Девица вошла на кухню, шлепнула одеяло на стол, сверток тихо крякнул, и я поняла, что внутри лежит Костик.
– Осторожно, вы его ушибете!
– Насрать, – повторила девица, вытащила сигареты, задымила и сказала: – Предложение к тебе есть.
– Какое?
– Купи его.
– Кого? – не поняла я.
– Его, – еще раз сказала девчонка и ткнула в сторону одеяльца.
– Вашего сына?!
– Ага, недорого прошу, всего-то триста долларов, – преспокойненько ответила гостья.
Несколько секунд я сидела с открытым ртом, потом принялась произносить нечто бессвязное:
– Но как же? Своего ребенка? Не котенок ведь? Но…
– На фига он мне сдался, – фыркнула девка, – уезжаю сегодня к матери в отпуск. Не с собой же тащить! И вообще, он мне не нужен.
– Но, – заикалась я, – зачем тогда из родильного дома забрала? Могла оставить!
– Так рожала в общаге, – пояснила девица, – никуда не ездила.
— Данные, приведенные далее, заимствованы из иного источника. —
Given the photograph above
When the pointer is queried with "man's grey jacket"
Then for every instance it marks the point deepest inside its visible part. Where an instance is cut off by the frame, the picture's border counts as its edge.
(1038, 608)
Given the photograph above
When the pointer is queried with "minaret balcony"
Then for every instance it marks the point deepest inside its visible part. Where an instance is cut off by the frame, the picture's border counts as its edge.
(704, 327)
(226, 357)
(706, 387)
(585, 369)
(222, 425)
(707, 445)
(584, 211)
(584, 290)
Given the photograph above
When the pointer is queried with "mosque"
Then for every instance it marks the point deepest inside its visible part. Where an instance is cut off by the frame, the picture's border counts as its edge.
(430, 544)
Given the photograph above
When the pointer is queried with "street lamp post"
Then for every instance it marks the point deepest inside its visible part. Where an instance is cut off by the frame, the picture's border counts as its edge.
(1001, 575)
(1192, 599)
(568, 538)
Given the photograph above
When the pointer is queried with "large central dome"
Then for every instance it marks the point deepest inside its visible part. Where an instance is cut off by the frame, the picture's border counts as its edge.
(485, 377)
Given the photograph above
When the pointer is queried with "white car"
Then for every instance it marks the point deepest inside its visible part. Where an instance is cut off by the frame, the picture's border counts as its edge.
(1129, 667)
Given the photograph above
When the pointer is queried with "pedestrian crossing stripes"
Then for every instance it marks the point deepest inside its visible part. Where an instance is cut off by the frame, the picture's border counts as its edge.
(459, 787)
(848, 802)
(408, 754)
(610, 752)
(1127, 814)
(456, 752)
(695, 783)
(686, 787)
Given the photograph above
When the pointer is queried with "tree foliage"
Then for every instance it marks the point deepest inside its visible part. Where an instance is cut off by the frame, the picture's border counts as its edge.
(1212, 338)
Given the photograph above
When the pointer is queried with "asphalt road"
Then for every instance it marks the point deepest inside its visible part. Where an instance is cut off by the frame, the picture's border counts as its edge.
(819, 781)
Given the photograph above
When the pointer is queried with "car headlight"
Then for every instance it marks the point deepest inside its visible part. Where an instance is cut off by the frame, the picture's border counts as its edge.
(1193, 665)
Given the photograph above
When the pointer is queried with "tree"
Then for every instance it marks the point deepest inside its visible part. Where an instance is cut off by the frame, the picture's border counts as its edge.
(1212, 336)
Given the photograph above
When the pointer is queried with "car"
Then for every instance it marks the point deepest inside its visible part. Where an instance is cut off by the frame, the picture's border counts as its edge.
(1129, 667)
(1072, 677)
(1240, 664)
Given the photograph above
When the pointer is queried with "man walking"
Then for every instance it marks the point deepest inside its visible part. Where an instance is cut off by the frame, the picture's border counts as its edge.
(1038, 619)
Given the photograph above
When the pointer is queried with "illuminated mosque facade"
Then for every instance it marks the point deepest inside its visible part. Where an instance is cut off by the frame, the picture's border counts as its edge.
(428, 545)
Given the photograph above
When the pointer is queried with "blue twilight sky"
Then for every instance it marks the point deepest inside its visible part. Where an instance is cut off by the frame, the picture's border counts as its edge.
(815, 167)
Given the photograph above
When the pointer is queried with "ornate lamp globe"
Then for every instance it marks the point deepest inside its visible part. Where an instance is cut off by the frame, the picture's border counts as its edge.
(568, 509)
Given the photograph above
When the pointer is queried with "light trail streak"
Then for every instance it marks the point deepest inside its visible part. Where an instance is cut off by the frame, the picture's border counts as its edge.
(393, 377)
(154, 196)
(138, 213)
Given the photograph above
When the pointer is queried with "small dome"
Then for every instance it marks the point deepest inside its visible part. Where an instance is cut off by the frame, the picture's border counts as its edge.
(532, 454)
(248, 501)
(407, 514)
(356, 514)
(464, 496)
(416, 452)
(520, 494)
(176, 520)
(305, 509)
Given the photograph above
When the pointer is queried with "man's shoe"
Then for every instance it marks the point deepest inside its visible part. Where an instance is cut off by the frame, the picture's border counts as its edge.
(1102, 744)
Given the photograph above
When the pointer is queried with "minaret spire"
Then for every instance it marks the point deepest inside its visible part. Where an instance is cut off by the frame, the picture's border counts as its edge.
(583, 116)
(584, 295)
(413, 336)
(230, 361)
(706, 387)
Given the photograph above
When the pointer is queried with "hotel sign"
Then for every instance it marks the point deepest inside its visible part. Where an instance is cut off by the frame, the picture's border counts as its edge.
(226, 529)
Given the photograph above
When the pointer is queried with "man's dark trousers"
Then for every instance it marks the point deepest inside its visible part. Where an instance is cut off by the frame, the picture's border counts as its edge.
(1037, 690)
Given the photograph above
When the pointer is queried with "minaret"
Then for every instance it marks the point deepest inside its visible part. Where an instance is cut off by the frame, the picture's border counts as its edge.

Думала – подохнет, а он вон какой горластый. Здоровый, ты не сомневайся. Я вчера специально к врачу пошла, чтобы справки взять. На, держи. – И она сунула мне в руки бумажку: «Звягинцев Костя. Здоров. Патологии развития нет. Доктор Лаврова».
– Хочешь, – продолжала «мамаша», – по-другому назовешь. Документов у него нет.
– Как же в поликлинике карту завели?
– Делов-то, – хмыкнула продавщица, – сказала, что у мужа живу, в общежитии, в следующий раз свидетельство принесу. Лаврова и поверила, жалостливая очень, дура!
Я не знала, как поступить.
– Бери, бери, – расхваливала «товар» девка так, словно продавала сыр или колбасу. – Зачем тебе еще мучиться, рожать, готовенький вот он, двое детей – в самый раз.
– Мне не надо.
– Ладно, – погрустнела девка, – жаль. Не знаешь, может, кто из подруг хочет?
– Нет, спасибо.
– Пошла тогда, – вздохнула малолетка.
– Сейчас принесу деньги, погоди, – раздалось с порога.
Я обернулась. У входа в кухню стояла Тамара с растрепанной со сна головой.
– Тома!!!
Не слушая меня, подруга исчезла.
– Во, ловко! – обрадовалась девка.
– Уходи немедленно, – велела я.
– Как бы не так, – парировала негодяйка, – ты не хочешь, а другая покупает.
Через пару минут Томочка вернулась, неся в руках зеленые бумажки, листок бумаги и ручку.